Nicht alle Priester haben die gleiche Begabung für das Gemeinschaftsleben. Darum gibt es ja in der Kirche so viele verschiedene Wege, den priesterlichen Dienst zu tun. Der hl. Philipp hat sich sehr gegen alle persönlichen Würden und Auszeichnungen gewehrt. Sein treuester und berühmtester Schüler, Cäsar Baronius, hat damals wohl am häufigsten den Küchendienst übernommen und gleichzeitig die wissenschaftliche Kirchen-Geschichts-Schreibung begründet. Kardinal wurde er im Gehorsam dem Papst gegenüber… Je mehr ein »Welt-Priester« das Leben in Gott zur Quelle seiner Seelsorge macht, umso gemeinschaftsfähiger und demütiger wird er auch. Je höher er auf den Stufen kirchlicher Ämter und Würden voranschreitet, umso mehr kann er schon durch sein bloßes Dasein dienen – bis hin zum Papst, dem »Diener der Diener Christi«, der wohl am allermeisten innerhalb der Kirche gehorchen »muss«.

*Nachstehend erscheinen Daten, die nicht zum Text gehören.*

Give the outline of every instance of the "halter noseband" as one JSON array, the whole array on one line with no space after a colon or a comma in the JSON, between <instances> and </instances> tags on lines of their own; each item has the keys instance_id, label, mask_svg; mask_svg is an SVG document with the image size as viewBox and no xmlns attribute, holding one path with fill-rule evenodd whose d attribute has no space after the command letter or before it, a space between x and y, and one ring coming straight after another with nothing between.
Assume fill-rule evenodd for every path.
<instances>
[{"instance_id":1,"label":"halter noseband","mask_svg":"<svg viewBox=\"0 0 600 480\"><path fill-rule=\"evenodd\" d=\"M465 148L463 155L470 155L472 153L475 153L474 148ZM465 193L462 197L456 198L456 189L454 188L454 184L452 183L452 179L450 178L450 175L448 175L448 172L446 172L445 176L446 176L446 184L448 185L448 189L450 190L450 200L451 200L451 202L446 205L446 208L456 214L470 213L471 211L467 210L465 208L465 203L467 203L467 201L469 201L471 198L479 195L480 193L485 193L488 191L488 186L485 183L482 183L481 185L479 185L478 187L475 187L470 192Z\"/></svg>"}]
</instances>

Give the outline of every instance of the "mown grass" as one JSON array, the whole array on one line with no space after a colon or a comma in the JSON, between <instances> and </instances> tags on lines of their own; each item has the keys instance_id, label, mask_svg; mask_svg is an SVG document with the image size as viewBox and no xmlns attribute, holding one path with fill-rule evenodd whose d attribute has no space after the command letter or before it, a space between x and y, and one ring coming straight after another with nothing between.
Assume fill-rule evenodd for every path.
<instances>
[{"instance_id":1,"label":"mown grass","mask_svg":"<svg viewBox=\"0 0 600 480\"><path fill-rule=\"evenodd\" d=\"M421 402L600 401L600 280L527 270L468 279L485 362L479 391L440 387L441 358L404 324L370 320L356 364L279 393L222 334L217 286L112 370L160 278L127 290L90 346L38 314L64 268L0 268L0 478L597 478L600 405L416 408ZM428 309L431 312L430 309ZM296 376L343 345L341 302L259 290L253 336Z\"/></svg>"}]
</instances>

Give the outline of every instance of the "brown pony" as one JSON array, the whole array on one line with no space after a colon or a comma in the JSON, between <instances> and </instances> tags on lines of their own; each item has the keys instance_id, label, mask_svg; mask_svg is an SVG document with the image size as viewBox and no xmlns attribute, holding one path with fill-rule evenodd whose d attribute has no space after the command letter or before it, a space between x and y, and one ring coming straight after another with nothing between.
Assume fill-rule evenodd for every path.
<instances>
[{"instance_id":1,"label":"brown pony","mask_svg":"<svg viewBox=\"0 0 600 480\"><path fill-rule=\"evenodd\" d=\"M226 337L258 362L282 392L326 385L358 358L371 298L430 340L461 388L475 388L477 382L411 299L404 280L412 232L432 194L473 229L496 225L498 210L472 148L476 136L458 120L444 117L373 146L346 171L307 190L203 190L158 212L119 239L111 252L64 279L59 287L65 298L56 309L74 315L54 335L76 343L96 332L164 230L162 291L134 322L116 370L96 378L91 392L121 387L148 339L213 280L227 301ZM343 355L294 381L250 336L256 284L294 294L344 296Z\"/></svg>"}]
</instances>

Priester und Laienbrüder in einer einzigen Gemeinschaft
Wenn die Mitbrüder, die ein solches Oratorium bilden, ihre Berufung gut verstanden haben und sie gut zu leben versuchen, dann sind alle Mitbrüder die Diener von allen und gemeinsam dienen sie allen Menschen der Umgebung – jeder mit dem Charisma, das ihm zuteil wurde. Es geht darum, wie Jesus zu leben, der nicht gekommen ist, sich bedienen zu lassen, sondern zu dienen und sein Leben wie ein Sühneopfer für die Welt darzubringen (vgl. Mk 10,45). Unterschiedliche Dienste sind nicht unterschiedliche Klassen. Ein Oratorium bildet in gewisser Weise eine Familie, in der es ganz natürlich unterschiedliche Dienste und Aufgaben gibt. In einer gesunden Familie lieben sich trotzdem alle gegenseitig.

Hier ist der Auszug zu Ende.